LinuxLists.cc - NFS (or RPC) batching of calls over TCP results in 'unmatched' replies?

2014-05-20 13:15:00

Subject: NFS (or RPC) batching of calls over TCP results in 'unmatched' replies?

Hello list.

I wonder if anyone here could confirm my suspicions (and lack of
understanding) re. batched RPC calls? Especially in the context of NFS
reads.

--[ Background;
Initially I was to believe that for every dispatched RPC call (say an
NFS read) a reply message from the server was expected - so that the
client can use the XID to match it to the call.

However, when capturing traffic using libpcap (tcpdump, wireshark, gulp
and in-house software all exhibit this behaviour) during peak workloads
(100MB/s read - 1600 64k NFS read calls per second) , later analysis
shows that the number of identified RPC replies is significantly less
than the number of calls. This is despite libpcap reporting no packet
loss
at either the NIC or kernel level. For example, using the tshark display
filter rpc.msgtyp==0 and rpc.msgtyp==1 respectively;

Calls: 250364
Replies: 83419

Calls: 165770
Replies: 48488

Calls: 171208
Replies: 14861

This is against 3 different NFS servers (the last being Linux knfsd).

This was, to me, unexpected and so I read more and came across the
rather tiny amount of information on RPC batching in the RFCs (section
7.4.1 - a small paragraph). The IBM and Oracle websites also have some
info but not much. I have found nothing that enables
me to identify batched requests (or rather the replies for a batch) in
the protocol itself. Wireshark seems unable to do this also.

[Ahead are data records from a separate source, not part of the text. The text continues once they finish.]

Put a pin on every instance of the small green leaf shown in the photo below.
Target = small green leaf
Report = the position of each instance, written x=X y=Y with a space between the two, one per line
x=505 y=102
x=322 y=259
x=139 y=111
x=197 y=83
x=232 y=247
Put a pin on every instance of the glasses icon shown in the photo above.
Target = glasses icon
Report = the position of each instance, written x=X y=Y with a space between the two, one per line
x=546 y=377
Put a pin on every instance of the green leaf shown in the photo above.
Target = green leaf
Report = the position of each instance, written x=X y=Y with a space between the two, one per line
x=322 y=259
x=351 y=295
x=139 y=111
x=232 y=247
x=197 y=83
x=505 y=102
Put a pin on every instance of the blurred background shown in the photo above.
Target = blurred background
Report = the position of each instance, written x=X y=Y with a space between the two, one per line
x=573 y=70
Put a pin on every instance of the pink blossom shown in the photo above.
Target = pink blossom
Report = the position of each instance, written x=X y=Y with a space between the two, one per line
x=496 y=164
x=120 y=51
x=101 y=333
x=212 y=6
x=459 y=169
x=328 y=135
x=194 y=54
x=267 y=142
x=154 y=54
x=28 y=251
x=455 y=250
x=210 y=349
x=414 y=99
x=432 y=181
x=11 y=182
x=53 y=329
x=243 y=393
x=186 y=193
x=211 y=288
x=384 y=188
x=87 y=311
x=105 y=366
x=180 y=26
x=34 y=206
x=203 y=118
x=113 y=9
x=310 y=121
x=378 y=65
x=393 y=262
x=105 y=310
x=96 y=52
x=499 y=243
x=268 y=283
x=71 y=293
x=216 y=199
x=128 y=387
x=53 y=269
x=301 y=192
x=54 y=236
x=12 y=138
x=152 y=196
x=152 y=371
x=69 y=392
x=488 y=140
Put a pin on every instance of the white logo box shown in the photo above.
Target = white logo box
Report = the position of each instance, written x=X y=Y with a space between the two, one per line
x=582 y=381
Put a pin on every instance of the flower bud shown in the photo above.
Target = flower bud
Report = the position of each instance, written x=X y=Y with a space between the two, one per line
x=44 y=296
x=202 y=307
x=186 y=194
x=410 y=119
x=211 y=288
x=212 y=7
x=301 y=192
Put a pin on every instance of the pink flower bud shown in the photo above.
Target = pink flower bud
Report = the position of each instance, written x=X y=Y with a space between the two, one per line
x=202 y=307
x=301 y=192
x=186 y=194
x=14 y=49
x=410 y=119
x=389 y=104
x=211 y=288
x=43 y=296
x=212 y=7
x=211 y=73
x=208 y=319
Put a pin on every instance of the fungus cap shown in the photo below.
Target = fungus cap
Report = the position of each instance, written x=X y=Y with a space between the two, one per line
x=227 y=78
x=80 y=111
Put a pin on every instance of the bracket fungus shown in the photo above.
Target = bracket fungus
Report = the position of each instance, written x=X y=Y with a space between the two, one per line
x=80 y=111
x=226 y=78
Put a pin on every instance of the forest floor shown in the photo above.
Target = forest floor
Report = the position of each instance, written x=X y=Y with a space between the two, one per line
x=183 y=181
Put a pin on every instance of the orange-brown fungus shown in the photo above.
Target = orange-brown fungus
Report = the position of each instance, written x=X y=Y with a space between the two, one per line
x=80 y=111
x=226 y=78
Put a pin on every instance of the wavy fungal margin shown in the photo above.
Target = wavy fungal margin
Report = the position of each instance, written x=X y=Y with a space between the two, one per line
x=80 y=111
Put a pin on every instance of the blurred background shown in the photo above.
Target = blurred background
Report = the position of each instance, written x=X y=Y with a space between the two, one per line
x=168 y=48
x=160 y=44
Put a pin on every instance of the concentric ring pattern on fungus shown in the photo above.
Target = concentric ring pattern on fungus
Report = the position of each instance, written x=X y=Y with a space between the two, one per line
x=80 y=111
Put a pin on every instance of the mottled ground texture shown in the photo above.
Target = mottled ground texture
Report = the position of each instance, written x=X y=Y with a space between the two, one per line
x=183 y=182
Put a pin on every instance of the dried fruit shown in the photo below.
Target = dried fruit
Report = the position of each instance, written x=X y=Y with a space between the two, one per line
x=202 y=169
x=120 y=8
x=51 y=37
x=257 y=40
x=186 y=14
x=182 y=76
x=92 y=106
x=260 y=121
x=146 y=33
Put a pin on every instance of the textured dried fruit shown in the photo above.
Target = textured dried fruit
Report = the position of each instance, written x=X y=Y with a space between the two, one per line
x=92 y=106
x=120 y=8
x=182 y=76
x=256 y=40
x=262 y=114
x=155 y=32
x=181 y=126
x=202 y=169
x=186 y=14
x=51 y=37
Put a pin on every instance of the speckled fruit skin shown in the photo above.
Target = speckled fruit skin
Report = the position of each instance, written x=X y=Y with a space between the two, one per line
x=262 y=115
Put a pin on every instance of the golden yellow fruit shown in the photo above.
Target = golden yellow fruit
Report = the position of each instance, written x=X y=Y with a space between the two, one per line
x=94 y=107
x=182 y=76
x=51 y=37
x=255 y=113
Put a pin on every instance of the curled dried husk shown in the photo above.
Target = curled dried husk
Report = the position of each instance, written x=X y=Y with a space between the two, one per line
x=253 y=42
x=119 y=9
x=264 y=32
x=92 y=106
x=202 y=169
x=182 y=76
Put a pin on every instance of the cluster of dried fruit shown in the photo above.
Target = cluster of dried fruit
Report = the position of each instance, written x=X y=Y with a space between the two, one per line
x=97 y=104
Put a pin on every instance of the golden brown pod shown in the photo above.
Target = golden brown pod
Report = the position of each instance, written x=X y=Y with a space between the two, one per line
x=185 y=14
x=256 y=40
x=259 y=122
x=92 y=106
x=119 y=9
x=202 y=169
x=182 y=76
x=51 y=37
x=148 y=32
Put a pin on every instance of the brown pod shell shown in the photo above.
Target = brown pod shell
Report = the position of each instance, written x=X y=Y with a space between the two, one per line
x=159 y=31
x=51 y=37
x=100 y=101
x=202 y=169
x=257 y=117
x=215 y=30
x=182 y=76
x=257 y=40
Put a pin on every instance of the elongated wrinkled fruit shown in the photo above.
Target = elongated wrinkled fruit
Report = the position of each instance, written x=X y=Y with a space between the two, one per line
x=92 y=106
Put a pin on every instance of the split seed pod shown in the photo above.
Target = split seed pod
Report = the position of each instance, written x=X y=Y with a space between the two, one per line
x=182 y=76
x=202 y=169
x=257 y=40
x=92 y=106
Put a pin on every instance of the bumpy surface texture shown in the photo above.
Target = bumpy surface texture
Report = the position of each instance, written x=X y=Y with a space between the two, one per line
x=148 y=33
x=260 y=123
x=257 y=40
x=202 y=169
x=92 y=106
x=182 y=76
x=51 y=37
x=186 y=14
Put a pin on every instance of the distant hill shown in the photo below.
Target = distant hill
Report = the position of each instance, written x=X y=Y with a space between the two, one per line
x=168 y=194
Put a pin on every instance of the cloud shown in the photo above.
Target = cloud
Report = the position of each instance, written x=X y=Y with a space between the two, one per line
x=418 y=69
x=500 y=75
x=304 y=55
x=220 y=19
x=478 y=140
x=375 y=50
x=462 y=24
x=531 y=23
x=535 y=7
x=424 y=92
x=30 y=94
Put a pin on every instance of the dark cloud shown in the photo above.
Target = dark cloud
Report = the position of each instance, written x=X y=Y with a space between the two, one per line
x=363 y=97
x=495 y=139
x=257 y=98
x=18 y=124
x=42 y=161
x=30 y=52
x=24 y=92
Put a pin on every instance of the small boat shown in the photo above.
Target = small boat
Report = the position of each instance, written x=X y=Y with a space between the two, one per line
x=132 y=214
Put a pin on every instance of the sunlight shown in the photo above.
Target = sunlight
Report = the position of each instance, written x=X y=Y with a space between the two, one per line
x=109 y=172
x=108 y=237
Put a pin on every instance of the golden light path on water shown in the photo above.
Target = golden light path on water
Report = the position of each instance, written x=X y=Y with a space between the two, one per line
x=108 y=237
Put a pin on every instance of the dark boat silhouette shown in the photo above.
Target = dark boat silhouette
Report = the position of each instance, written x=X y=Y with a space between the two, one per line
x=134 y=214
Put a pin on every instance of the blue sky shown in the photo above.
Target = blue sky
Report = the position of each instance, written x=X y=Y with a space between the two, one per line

I realise this is a bit off-topic but I was hoping someone might be able
to point me in the right direction? Am I barking up the wrong tree? Is
this behaviour expected - am I unable to match calls to replies when
batching is used? The IBM website suggests;

'Batching assumes the following:

Each remote procedure call in the pipeline requires no response from the
server, and the server does not send a response message.'

This sounds a bit awkward! It then goes on to suggest that;

'The remote procedure call's time out must be 0'

For batched calls. But there is no call timeout in the RPC protocol
right? Again, this must be up to the client implementation I suspect?

Any help appreciated.

Regards,

Jim

PS. I may well join the Linux RPC mailing list and direct this question
at them instead.

--
Senior Software Engineer
Systems Development
Framestore

2014-05-20 16:55:42

by Jim Vanns

[permalink] [raw]

Subject: Re: NFS (or RPC) batching of calls over TCP results in 'unmatched' replies?

<snip>

> > My suspicion is that tshark is missing some replies. Either the packet
> > loss counters are wrong, or tshark is failing to identify RPC replies
> > that start in the middle of a tcp segment? I seem to recall seeing that
> > before.
>
> Yes - I had wondered about that and I will modify my own code to verify
> if this is the case.
>
> I *assumed* that tcpdump or wireshark already did this! I guess it just
> expects application protocols to be aligned to the TCP boundary.

I have (rather rushed to be honest) written some code that scans the
entire TCP segment captured for a record fragment marker and I still see
the same results - very few replies for a great many calls.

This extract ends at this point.